The sad part is that I don't have any of the fluids or equipment to provide the concentrated intravenous nutrition that his patient needs and he could just starve to death before he regains intestinal function. Catherine asked me what the patient's chances were and I told her at home you could count on him walking out of the hospital. Here and now the chances are under twenty five percent.
This one case points up so much of what's wrong here. The equipment problem has gotten worse. Things like NG tubes , suction equipment and functioning, reliable lights should be available. They don't cost that much but nobody cares enough to see that they are on hand. It's easy to blame the administrative personnel but I accuse the doctors. The same physicians who let this boy languish with an obstruction all that time can't get it together to make sure they have basic equipment. There is one cardiogram machine in the hospital and it is in the office of the physician/administrator who never sees a patient. The excuse you hear over and over is "Well, this is Africa. Things will get better poli-poli (little by little.)" Well, people, poli-poli isn't cutting it. I've been away from here over a year and from what I see things have gotten worse. They've gone from an occasional power outage to four or five a day with no improvement or even deterioration of back-up capacity. The conditions in the wards are dreadful. Most even lack a place to wash your hands. Some improvement is noted in the availbility of pharmaceuticals but most of this is through donations. The medical record system is atrocious with almost no ability to trace a patient's history. Pathology services are non existant and lab and xray are rudimentary when available at all. They have allocated a fortune to build a new surgical unit which will be beautiful but how can they use it when they lack the ability to supply the unit they already have? When built it will be a showplace to display to visitng dignitaries who have no idea that it is an empty shell providing the same crappy care as the old one.

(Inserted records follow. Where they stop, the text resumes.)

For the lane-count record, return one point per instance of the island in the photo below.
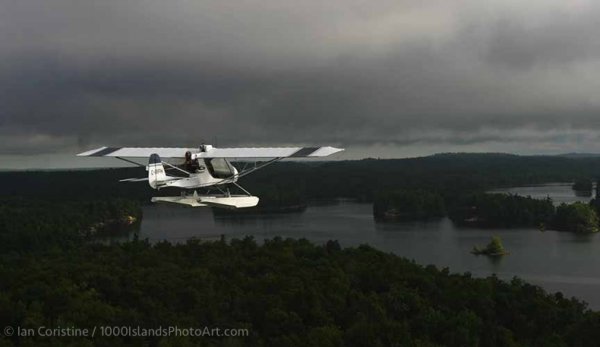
(493, 249)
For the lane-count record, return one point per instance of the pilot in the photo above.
(190, 164)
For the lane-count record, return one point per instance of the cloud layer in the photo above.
(386, 78)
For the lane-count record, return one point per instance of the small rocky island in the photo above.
(493, 249)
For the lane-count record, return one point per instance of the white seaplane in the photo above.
(205, 167)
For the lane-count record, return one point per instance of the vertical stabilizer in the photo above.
(156, 171)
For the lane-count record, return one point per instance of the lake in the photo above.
(557, 261)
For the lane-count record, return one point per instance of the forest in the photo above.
(286, 292)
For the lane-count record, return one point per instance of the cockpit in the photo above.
(219, 167)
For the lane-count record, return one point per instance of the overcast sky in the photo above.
(380, 78)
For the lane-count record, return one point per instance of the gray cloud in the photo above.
(398, 78)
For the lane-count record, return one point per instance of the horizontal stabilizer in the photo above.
(143, 179)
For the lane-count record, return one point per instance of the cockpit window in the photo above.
(219, 168)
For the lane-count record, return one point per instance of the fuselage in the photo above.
(203, 173)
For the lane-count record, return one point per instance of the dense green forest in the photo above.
(285, 292)
(35, 224)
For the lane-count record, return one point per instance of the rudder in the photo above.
(156, 171)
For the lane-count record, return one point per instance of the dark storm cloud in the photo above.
(463, 74)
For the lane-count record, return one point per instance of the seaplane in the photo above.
(207, 168)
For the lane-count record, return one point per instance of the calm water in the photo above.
(557, 261)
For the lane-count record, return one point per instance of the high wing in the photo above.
(211, 152)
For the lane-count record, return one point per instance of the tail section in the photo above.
(156, 171)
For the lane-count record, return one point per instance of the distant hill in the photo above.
(579, 155)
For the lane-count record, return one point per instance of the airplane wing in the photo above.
(211, 152)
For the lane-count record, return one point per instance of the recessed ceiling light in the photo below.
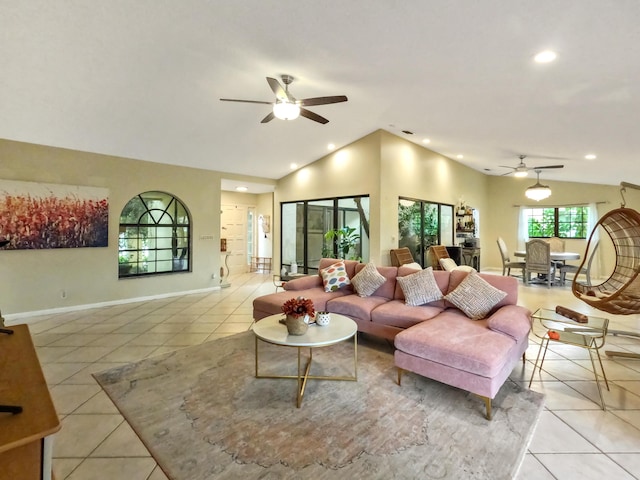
(545, 56)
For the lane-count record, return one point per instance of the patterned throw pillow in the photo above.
(368, 280)
(335, 277)
(475, 297)
(420, 287)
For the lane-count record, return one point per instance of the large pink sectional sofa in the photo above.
(435, 340)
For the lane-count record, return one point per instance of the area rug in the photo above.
(203, 415)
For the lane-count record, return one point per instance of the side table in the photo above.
(590, 335)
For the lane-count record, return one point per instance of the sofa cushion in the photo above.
(420, 287)
(335, 277)
(367, 280)
(511, 320)
(271, 304)
(396, 313)
(475, 297)
(454, 340)
(355, 307)
(449, 264)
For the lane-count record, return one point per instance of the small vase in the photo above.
(296, 326)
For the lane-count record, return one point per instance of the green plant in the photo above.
(345, 239)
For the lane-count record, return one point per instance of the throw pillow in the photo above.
(420, 287)
(475, 297)
(368, 280)
(450, 265)
(414, 265)
(335, 277)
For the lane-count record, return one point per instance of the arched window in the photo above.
(154, 236)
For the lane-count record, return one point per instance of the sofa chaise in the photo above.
(469, 335)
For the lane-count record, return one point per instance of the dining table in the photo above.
(555, 256)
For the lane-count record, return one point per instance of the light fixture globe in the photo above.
(538, 192)
(286, 110)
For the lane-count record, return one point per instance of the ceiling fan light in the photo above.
(538, 192)
(286, 110)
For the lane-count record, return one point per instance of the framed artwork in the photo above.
(41, 215)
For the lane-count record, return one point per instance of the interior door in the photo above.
(233, 226)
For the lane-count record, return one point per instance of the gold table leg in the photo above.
(301, 377)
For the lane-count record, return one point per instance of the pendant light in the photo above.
(286, 110)
(538, 191)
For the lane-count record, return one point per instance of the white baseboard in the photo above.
(28, 317)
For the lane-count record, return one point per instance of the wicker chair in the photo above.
(507, 264)
(438, 252)
(620, 293)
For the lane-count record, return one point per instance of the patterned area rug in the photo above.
(203, 415)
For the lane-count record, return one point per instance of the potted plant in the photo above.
(298, 311)
(346, 239)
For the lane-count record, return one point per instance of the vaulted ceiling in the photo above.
(143, 79)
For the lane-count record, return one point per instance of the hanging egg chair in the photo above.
(620, 293)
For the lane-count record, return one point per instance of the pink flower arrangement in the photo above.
(298, 307)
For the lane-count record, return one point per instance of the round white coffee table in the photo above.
(341, 328)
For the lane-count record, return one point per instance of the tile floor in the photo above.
(574, 437)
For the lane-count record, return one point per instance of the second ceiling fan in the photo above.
(521, 170)
(287, 107)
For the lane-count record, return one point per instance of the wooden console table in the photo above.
(25, 441)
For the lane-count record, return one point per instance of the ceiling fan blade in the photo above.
(313, 116)
(245, 101)
(309, 102)
(268, 118)
(280, 92)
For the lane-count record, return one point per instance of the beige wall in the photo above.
(33, 280)
(506, 195)
(381, 165)
(385, 167)
(352, 170)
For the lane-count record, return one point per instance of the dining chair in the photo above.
(507, 264)
(538, 260)
(567, 268)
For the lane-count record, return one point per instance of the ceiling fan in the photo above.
(521, 170)
(287, 107)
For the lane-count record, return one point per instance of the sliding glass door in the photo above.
(422, 224)
(305, 225)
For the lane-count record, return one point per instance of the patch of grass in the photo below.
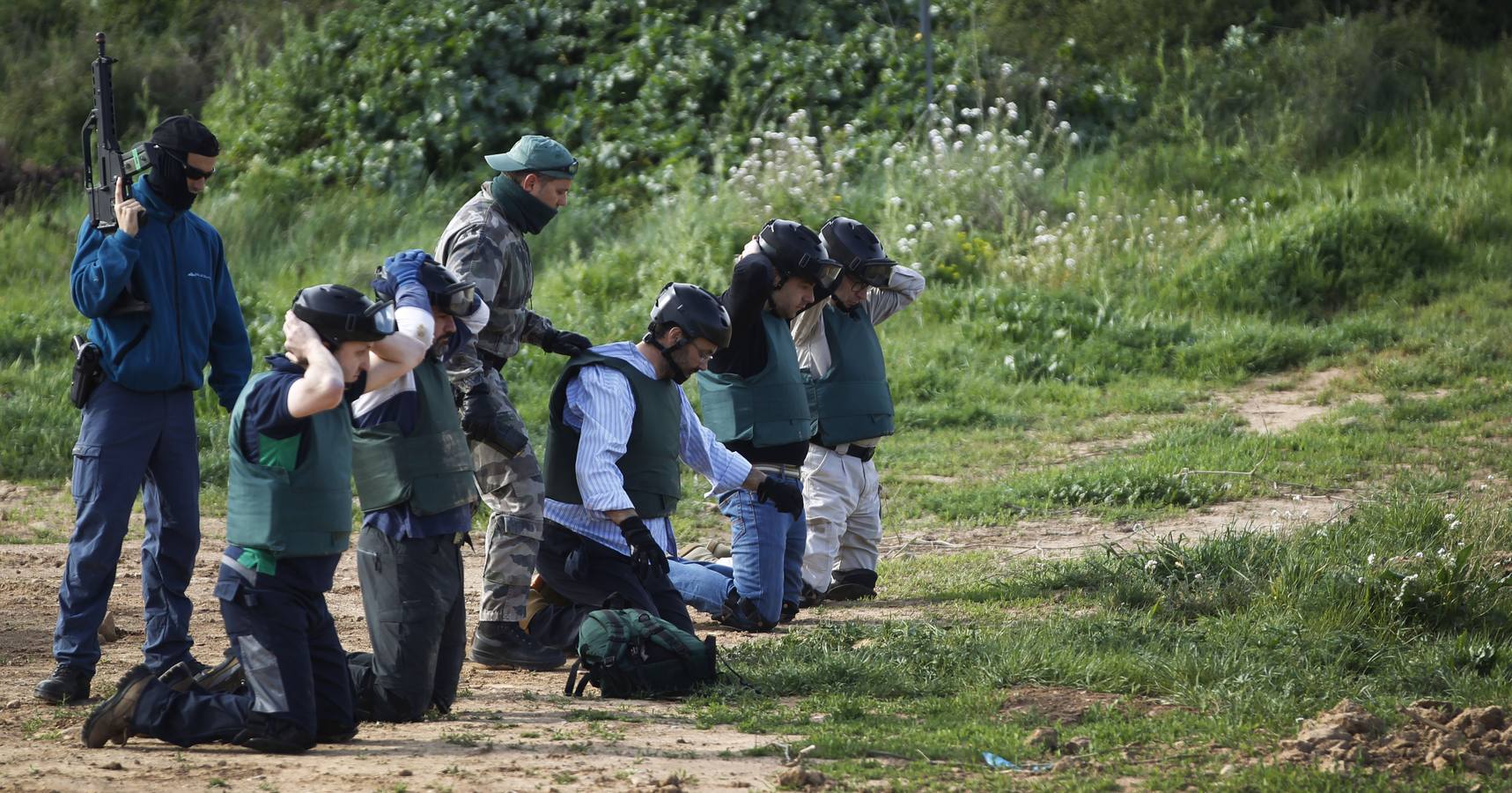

OK, enough ranting for one post. What's my role in all of this? For now I'll just continue trying to provide for one patient at a time as best I can. But before I leave I'm going to make sure someone high up who just may care knows exactly what I've seen and how I feel. Maybe that someone will get that it doesn't have to be this way.
Do you have any sterile iv fluids to give? There is some reasonable data that gum chewing causes vagal stimulation and helps to resolve ileus postop. Might be a low-budget fix. Maybe he can tough it out without opiates (anything to spare motility) and ambulate early... Good luck.